Google outage: A broken cloud !

On May 14th, Google has experienced one of its largest public outage. Not only Google homepage was down but it also affected most of Google's services including Gmail, Google Maps, Google Calendar, Google Apps and AdSense. Google has taken responsibility for the problem. Urs Hoelzle, SVP of Operation at Google, released the following statement:

Imagine if you were trying to fly from New York to San Francisco, but your plane was routed through an airport in Asia. And a bunch of other planes were sent that way too, so your flight was backed up and your journey took much longer than expected. That’s basically what happened to some of our users today for about an hour, starting at 7:48 am Pacific time.

An error in one of our systems caused us to direct some of our web traffic through Asia, which created a traffic jam. As a result, about 14% of our users experienced slow services or even interruptions.

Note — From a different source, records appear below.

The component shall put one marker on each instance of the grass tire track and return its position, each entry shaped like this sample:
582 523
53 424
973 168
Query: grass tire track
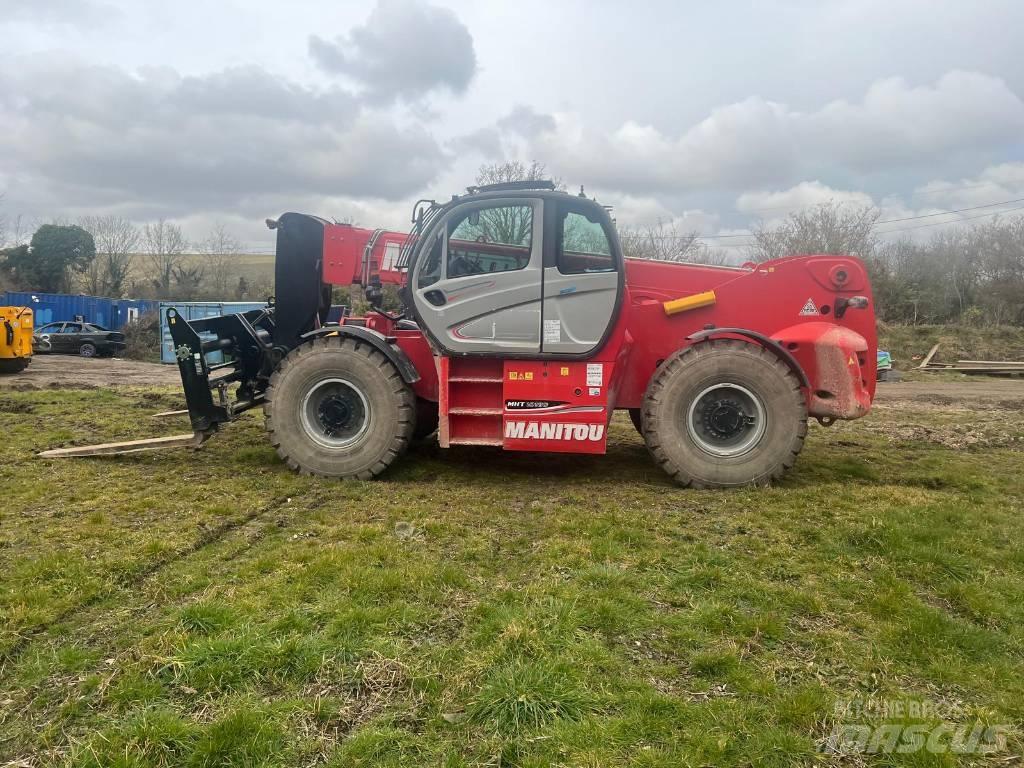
206 539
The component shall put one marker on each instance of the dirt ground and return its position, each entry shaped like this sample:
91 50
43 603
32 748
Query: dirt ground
69 372
945 391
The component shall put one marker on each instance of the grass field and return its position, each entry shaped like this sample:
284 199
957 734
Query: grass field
212 608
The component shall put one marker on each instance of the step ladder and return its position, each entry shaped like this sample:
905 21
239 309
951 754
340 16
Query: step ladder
471 401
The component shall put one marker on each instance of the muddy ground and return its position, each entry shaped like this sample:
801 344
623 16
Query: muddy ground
69 372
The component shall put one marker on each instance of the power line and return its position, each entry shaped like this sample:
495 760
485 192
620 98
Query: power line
946 213
939 223
886 221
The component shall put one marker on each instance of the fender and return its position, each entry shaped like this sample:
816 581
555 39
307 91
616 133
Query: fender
378 340
770 344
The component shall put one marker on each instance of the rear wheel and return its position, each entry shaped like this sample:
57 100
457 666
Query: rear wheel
13 365
637 420
724 414
337 408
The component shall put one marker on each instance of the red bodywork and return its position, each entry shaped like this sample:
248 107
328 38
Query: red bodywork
564 406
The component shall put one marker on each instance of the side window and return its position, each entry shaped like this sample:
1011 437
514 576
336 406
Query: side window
390 256
431 271
583 246
498 239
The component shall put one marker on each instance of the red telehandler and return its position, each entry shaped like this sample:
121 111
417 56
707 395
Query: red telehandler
524 328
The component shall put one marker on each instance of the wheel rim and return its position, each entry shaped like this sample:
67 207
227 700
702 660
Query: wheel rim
335 413
726 420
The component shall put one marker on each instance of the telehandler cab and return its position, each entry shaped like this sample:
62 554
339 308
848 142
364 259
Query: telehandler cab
524 328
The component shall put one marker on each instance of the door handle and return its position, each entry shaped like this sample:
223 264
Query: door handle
435 297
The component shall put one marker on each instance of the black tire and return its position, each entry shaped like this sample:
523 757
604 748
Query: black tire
724 414
426 419
637 419
338 408
13 365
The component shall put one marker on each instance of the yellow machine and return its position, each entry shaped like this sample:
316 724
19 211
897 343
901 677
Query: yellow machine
15 338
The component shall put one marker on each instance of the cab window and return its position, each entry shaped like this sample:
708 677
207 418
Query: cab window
583 246
493 239
431 271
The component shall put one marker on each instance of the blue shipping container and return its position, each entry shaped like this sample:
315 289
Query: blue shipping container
197 310
57 307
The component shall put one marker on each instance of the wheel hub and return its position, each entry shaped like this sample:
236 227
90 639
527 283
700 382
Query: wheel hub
726 420
335 413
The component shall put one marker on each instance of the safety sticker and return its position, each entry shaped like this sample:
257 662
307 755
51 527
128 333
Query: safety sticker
809 308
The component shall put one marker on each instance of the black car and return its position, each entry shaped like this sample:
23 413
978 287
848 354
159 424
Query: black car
86 339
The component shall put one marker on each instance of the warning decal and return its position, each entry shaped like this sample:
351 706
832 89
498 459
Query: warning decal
809 308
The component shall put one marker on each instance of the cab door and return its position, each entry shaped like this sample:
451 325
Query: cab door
477 286
583 278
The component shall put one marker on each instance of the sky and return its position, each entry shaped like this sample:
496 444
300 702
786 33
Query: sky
706 117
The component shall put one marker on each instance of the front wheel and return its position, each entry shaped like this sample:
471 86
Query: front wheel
724 414
337 408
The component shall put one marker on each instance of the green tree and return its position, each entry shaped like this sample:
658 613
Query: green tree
55 252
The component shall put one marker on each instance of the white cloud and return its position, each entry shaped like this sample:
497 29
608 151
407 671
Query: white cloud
777 205
756 142
154 141
406 49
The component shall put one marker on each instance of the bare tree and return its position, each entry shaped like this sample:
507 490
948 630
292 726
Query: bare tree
165 246
829 227
117 240
514 170
221 250
187 280
509 223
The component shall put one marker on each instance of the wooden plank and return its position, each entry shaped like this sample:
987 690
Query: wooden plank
997 364
928 357
129 446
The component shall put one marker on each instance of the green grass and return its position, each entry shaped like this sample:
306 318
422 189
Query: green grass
211 608
955 342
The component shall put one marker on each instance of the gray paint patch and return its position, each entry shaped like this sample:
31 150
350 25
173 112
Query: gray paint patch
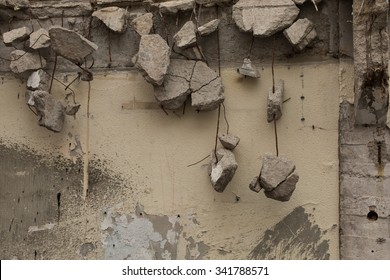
294 237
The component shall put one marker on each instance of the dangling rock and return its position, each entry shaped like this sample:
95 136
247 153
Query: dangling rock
301 33
186 37
113 17
24 61
222 172
229 141
176 87
275 102
70 45
209 27
143 24
153 58
39 39
51 112
15 36
263 17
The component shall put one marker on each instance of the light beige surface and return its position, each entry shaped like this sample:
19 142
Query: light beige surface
152 150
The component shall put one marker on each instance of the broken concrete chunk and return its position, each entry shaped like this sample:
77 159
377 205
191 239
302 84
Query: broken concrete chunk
143 24
248 69
263 17
24 61
113 17
39 39
16 36
172 7
51 112
275 170
301 33
284 191
209 27
70 45
153 58
275 102
255 185
229 141
39 80
186 36
222 172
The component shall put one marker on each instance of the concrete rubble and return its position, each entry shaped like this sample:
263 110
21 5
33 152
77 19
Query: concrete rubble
143 24
172 7
51 111
275 102
248 69
39 39
264 18
153 58
70 45
222 172
301 33
24 61
186 36
209 27
114 18
228 141
16 36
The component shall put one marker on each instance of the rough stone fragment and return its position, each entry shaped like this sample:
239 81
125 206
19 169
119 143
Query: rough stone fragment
153 58
284 191
275 102
248 70
172 7
186 36
263 17
222 172
275 170
51 112
70 45
176 87
24 61
143 24
255 185
229 141
16 36
39 80
113 17
301 33
39 39
209 27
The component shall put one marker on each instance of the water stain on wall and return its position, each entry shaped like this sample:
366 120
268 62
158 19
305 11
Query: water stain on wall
294 237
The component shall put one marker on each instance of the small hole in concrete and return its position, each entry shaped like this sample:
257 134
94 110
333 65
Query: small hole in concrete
372 216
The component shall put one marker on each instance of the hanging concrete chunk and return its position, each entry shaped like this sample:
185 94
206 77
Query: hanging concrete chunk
209 27
275 170
70 45
39 39
301 33
172 7
51 112
113 17
248 69
275 102
176 87
186 36
228 141
24 61
143 24
15 36
263 17
222 172
284 191
153 58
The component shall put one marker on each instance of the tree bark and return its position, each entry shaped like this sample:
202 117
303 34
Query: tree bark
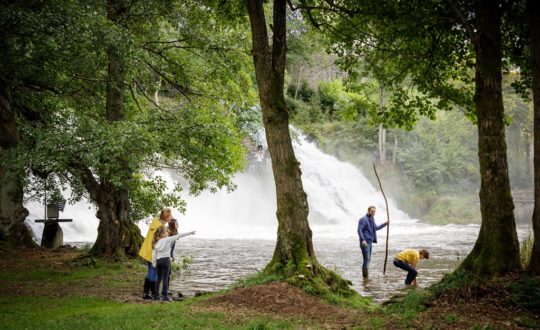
496 251
534 28
394 150
117 234
294 256
12 212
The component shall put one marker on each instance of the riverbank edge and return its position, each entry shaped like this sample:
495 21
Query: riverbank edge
63 289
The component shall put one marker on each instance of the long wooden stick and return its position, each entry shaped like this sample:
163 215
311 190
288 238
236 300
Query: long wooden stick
388 218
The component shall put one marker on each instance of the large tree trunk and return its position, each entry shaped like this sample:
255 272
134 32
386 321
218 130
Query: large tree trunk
12 212
117 234
496 251
534 22
294 256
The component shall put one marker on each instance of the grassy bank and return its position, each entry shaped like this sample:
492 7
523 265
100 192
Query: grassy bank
63 290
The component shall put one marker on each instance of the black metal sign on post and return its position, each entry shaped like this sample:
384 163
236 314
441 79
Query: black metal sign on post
53 237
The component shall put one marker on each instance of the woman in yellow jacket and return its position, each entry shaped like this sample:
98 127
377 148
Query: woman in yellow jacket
407 260
146 253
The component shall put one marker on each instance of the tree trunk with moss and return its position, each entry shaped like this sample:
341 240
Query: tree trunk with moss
294 257
534 23
12 212
496 251
118 236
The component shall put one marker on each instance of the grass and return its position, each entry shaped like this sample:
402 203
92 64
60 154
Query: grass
51 291
93 313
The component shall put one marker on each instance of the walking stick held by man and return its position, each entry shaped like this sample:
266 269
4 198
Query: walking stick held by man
387 218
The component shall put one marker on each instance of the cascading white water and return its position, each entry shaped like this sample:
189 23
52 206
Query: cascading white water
338 194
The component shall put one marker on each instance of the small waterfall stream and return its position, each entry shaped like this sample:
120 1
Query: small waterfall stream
236 231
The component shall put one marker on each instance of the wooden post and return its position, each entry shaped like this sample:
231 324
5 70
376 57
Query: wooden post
388 219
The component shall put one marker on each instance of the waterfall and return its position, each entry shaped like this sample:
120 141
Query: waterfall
338 195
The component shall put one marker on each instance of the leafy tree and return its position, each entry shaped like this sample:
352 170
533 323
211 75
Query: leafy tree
434 44
118 132
294 256
533 9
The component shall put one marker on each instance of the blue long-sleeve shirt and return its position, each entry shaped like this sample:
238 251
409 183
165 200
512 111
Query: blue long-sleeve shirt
367 229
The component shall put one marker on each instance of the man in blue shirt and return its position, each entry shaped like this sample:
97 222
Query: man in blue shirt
367 232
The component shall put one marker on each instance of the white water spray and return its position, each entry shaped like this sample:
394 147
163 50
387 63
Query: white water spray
338 195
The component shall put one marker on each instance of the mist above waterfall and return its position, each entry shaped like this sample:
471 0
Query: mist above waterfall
338 194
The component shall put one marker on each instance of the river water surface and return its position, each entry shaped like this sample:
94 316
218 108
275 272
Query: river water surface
236 231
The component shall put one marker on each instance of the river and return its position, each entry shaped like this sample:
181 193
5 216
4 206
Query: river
236 231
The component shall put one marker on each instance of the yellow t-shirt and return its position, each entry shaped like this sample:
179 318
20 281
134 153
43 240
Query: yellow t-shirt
410 256
146 248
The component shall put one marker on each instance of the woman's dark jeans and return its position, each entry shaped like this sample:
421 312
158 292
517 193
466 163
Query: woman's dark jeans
163 266
411 275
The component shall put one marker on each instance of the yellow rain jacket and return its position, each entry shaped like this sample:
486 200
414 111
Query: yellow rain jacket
409 256
146 249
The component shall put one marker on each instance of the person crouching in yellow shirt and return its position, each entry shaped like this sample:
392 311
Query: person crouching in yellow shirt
407 260
146 253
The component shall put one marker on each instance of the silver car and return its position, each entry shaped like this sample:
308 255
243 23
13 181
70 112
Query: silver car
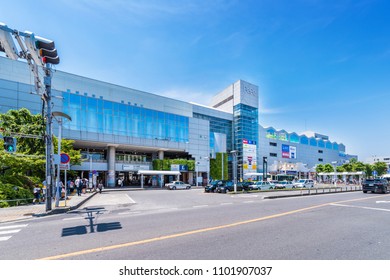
177 185
262 185
304 183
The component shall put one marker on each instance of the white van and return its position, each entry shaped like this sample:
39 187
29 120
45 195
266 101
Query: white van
304 183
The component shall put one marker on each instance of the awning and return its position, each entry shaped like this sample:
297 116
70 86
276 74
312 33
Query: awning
157 172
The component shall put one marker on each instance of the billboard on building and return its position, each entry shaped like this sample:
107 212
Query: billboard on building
249 153
289 151
217 143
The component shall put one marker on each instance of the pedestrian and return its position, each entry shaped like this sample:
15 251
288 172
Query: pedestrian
78 185
100 186
85 184
37 194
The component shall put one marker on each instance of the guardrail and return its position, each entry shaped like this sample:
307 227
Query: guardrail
330 189
17 202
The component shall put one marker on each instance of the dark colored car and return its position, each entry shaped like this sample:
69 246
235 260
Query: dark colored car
212 187
375 185
229 187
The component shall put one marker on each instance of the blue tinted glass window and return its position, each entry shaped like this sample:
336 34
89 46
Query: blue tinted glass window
294 138
304 140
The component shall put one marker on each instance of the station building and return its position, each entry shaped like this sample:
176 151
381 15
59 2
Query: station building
122 130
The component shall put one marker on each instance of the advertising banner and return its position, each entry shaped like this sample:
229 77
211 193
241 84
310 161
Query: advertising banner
249 150
289 151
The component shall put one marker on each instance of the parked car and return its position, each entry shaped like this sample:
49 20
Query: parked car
283 185
229 187
212 187
261 185
375 185
177 185
303 183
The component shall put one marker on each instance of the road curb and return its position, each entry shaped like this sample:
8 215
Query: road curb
306 194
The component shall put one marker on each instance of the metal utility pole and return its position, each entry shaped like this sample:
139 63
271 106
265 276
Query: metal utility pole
39 52
48 139
234 153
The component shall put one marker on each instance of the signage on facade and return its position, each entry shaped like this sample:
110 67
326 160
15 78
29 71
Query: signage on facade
289 151
249 153
134 167
179 167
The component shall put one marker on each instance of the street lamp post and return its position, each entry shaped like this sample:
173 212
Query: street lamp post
58 116
234 154
208 169
265 167
334 168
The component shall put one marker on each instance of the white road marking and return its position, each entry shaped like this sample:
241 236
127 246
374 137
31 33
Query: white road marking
132 200
10 230
361 207
74 218
5 238
15 226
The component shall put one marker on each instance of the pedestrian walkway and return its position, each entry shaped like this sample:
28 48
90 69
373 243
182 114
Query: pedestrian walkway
23 212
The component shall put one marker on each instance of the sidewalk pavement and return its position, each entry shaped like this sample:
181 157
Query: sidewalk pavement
23 212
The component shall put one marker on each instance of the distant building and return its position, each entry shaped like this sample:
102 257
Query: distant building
374 159
122 130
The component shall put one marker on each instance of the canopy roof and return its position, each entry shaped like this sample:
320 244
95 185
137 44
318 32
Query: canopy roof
157 172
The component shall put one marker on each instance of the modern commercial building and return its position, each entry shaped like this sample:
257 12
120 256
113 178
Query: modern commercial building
122 130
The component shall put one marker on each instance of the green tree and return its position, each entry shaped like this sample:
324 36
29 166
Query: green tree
328 168
22 122
320 168
380 167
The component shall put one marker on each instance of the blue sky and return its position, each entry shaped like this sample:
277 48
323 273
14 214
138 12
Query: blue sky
320 65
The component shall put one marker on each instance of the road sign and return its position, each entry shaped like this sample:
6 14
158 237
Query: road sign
65 158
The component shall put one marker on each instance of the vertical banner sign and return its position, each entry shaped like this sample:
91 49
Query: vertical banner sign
249 152
289 151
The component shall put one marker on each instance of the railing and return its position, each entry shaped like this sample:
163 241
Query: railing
17 202
331 189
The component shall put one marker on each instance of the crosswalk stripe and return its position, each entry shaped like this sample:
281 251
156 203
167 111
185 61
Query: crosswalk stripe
4 238
10 231
15 226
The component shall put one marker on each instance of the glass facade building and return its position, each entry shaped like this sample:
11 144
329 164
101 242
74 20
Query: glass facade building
122 130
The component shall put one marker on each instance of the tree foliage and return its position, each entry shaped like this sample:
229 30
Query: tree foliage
26 167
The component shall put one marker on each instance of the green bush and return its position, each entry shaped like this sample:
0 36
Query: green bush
12 192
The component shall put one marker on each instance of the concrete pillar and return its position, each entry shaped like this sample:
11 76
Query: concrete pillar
111 166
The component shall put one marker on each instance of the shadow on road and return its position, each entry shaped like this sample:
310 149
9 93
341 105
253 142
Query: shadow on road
91 214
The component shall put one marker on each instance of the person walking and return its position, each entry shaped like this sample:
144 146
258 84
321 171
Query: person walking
37 194
78 186
100 186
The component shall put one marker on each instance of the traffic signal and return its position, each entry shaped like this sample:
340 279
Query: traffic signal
9 144
42 50
7 43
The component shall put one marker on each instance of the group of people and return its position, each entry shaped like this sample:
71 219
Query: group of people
82 185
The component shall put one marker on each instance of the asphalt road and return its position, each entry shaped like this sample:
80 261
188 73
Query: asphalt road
191 225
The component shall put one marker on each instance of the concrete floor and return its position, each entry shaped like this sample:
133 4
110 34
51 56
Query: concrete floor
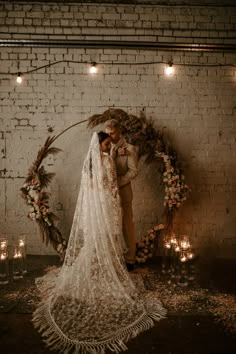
179 333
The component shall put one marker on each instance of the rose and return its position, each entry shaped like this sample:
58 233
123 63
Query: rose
141 244
34 181
43 208
121 151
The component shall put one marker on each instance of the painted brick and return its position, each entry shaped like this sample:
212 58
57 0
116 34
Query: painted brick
195 107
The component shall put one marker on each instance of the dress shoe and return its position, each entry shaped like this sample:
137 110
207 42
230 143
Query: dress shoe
130 267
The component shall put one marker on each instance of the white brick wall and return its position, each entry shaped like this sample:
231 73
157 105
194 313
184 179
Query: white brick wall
196 109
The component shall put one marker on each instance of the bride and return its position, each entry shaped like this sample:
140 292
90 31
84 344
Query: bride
93 304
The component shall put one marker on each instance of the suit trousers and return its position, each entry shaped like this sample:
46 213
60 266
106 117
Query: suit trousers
126 196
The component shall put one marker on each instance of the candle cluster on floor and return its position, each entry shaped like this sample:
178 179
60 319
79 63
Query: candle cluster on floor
12 259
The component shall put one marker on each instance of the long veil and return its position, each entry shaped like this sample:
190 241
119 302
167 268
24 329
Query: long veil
94 305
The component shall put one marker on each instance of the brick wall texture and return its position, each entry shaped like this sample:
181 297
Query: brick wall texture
196 108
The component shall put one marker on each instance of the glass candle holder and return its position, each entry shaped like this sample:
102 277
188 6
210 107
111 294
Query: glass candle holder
17 263
22 249
4 267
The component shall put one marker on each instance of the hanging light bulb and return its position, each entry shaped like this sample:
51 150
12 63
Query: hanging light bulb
183 258
93 68
19 78
169 70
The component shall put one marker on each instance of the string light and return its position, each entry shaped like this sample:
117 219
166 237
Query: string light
93 69
19 78
169 70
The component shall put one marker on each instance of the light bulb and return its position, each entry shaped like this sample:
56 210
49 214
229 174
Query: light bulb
19 78
183 258
190 255
93 68
169 70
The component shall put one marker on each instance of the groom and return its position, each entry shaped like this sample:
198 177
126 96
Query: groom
126 161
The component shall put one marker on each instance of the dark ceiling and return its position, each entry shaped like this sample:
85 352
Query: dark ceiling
141 2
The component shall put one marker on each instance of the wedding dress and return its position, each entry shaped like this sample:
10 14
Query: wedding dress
93 305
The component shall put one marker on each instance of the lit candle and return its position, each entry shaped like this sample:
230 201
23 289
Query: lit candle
190 255
177 249
3 245
167 245
3 256
17 255
183 258
173 240
21 243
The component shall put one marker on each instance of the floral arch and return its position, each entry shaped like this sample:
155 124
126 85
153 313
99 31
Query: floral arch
151 144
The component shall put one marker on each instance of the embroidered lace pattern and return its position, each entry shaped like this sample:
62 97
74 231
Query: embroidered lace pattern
92 303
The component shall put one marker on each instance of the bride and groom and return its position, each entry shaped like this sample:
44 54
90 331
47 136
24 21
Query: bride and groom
93 304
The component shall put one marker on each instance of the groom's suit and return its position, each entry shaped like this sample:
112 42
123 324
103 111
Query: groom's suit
126 161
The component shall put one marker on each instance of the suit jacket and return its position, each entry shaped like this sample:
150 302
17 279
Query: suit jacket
126 161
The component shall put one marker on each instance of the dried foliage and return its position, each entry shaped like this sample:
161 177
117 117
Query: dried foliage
37 199
152 144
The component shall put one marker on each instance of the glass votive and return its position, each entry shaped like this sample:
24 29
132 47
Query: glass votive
17 263
4 267
22 249
3 244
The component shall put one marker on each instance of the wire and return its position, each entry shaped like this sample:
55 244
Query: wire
118 64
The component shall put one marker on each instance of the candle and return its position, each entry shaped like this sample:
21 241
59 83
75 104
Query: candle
190 255
3 256
17 255
21 243
183 258
3 245
167 245
173 241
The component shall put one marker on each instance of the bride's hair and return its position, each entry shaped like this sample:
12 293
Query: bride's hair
102 136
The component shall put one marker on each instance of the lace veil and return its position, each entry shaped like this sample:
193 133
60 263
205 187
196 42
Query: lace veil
93 305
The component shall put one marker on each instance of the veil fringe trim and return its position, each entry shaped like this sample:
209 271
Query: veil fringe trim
56 340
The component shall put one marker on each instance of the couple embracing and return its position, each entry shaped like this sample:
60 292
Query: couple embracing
94 305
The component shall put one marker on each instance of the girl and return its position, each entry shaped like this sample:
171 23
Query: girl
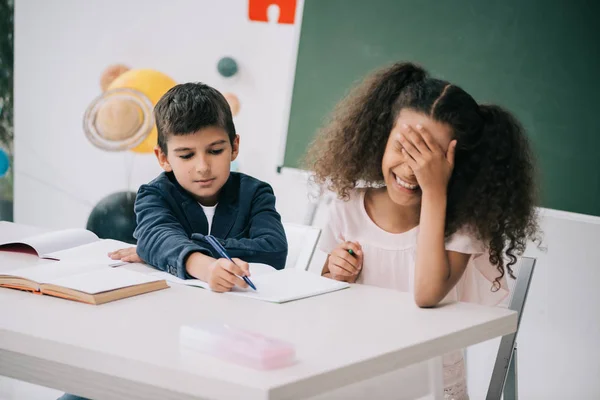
448 197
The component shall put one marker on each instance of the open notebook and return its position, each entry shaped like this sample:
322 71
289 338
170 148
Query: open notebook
85 282
77 245
272 285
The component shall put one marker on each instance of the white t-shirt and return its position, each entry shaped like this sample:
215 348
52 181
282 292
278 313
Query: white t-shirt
210 213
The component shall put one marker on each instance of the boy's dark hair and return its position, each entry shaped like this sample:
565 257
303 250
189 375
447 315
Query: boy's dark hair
492 189
189 107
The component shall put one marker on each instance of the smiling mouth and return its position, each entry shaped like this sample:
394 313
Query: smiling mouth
405 184
204 181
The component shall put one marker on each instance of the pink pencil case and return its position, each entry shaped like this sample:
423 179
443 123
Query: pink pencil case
238 346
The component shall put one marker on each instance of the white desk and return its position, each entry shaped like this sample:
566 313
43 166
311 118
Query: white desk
129 349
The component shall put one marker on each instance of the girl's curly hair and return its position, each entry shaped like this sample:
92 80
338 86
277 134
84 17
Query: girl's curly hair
492 189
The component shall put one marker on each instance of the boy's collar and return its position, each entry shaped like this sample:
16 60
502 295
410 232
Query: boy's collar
225 214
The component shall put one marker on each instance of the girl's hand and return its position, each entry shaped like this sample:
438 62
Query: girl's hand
344 266
431 165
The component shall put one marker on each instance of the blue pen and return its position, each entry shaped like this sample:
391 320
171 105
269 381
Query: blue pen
221 250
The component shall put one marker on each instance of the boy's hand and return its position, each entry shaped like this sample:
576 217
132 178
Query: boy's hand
127 255
342 265
221 275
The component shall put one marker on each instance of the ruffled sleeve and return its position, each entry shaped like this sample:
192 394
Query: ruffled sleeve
477 283
331 235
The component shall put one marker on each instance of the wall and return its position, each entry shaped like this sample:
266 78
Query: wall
62 46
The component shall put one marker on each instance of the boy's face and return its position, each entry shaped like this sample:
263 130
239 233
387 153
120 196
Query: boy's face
200 161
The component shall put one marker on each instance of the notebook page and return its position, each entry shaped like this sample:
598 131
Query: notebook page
276 287
45 273
256 269
288 285
92 252
104 280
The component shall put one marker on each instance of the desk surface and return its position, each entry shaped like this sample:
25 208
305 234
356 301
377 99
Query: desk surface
130 348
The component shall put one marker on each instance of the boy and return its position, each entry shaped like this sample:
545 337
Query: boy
197 195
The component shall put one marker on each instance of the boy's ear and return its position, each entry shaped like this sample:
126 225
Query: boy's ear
235 147
162 159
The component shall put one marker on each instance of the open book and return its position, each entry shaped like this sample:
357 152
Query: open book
272 285
88 283
77 245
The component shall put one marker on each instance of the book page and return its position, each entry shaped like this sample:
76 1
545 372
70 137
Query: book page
13 233
55 241
46 273
104 280
92 252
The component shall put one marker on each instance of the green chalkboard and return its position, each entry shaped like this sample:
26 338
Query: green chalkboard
538 58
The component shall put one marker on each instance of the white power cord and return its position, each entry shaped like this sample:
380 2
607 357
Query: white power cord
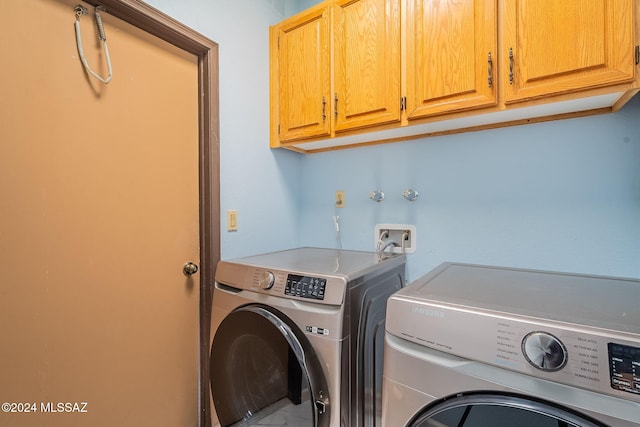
81 10
336 222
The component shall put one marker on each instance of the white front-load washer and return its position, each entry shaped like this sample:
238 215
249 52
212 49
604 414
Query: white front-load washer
298 337
471 345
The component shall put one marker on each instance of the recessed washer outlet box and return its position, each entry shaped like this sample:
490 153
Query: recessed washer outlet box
395 238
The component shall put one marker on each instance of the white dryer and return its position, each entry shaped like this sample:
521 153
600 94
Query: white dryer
298 337
471 345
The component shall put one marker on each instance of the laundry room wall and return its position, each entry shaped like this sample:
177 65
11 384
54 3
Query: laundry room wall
561 195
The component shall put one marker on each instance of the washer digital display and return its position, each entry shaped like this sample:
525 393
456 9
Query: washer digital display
624 366
305 286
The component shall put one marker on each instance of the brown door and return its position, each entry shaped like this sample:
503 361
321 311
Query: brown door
98 214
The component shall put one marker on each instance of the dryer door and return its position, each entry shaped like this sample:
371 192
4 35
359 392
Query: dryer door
263 368
498 410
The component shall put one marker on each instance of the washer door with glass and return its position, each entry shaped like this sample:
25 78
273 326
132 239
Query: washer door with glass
498 410
264 371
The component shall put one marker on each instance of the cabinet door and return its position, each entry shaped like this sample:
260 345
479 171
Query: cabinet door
304 76
451 56
553 47
366 63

We’ve been working hard to make our services ultrafast and “always on,” so it’s especially embarrassing when a glitch like this one happens. We’re very sorry that it happened, and you can be sure that we’ll be working even harder to make sure that a similar problem won’t happen again. All planes are back on schedule now.

This is as bad as it seems from my perspective and could cast a real shadow on Google’s cloud strategy ie. Google Apps. The outage comes the day after Google announced an unprecedented partnership with Valeo which is planning to deploy Google Apps to the company’s entire office-based workforce. We’re talking 30,000 users ! This is bit ironic and frightening to other company planning to move in the cloud. Additionally, what’s the financial impact on website built on Google API? Can you imagine the impact on online services relying on Adwords for their online paid advertising ? Scary.

After the search engine problem in January, Gmail breakdown in February, this is another wake-up call for companies relying entirely on Google ‘free’ services. It looks like there is no such things as a free lunch (TINSTAAFL !) after all …

I’d be interested to get technical details about the actual problem which raises some questions: What type of error in their system affected web traffic routing ? Did they tried to implement new features for some of their services without testing them properly on a staging environment ? I have a lot of respect for the inovation in testing Google brings to the software industry. It’s very refreshing and bring a lot of motivation to everyone in this field. I sure hope their testing was not at fault on that one …